Запах морга витал и здесь, в тесном, зашторенном кабинете с цинковым колоколом вытяжки в углу. На дне синей кружки с красным сердечком скукожился чайный пакетик. У судебного медика Семена Яковлевича был неприятный скрипучий голос. «Мы, конечно, все досконально исследуем, но я не думаю… На отравление не похоже. Знаете, у алкоголиков иногда случается, – Семен Яковлевич посмотрел в сторону, пожал плечами, – одна шальная экстрасистола – и нет человека».
– Мама сильно пила, ты знаешь.
– Ты виноват?
– Не знаю. Может быть.
– У тебя была другая женщина?
Совсем стал нерусский, подумал Алексей Борисович. Наверное, и о Лизе он думает по-английски.
– Вообще-то у нас не принято отвечать на подобные вопросы.
– Извини, я не хотел.
Купить место на Ваганьковском, Донском или Преображенском – задача решаемая. Но Лиза хотела лежать на Николо-Хованском.
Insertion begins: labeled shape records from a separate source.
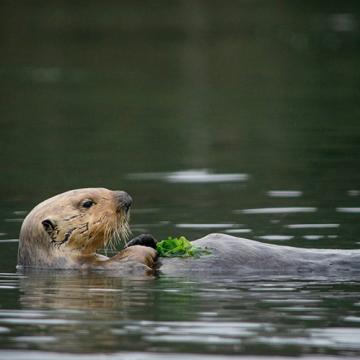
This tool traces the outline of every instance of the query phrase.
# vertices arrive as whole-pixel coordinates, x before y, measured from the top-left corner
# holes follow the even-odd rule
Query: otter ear
[[[55,222],[50,219],[45,219],[41,222],[42,226],[44,227],[45,231],[51,236],[51,234],[55,230]]]

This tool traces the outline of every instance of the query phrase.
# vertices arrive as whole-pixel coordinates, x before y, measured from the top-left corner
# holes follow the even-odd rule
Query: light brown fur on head
[[[43,201],[22,224],[18,265],[77,268],[84,259],[97,262],[97,249],[127,238],[130,204],[125,192],[105,188],[71,190]]]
В последние три года за ужинами эту неприятную тему она поднимала не один раз. Вдруг задумается и скажет: «Только никаких понтов. Крест простой, деревянный. И рядом с мамой».
С Ленинградки свернули на кольцевую. Алексей Борисович посмотрел на сына – дорогу расширили в его отсутствие, – но Коля перемены не заметил.
– Ты остановишься купить цветы?
– Уже куплены. Они в машине охраны.
– Ирисы?
– Молодец, помнишь.
Алексей Борисович никогда не понимал Лизиного тяготения к этим меланхолическим цветкам. Сам он предпочитал розы – крупные, на сильных и высоких стеблях, с пахучей слезой на лепестках и случайным уколом шипа сквозь серебристую пленку.
– Знаешь, – Алексею Борисовичу не терпелось разрядить принужденность разговора, – иногда деньги превращаются в бумагу. Абсолютно бессмысленную бумагу.
– Что ты имеешь в виду? – серьезно спросил Коля.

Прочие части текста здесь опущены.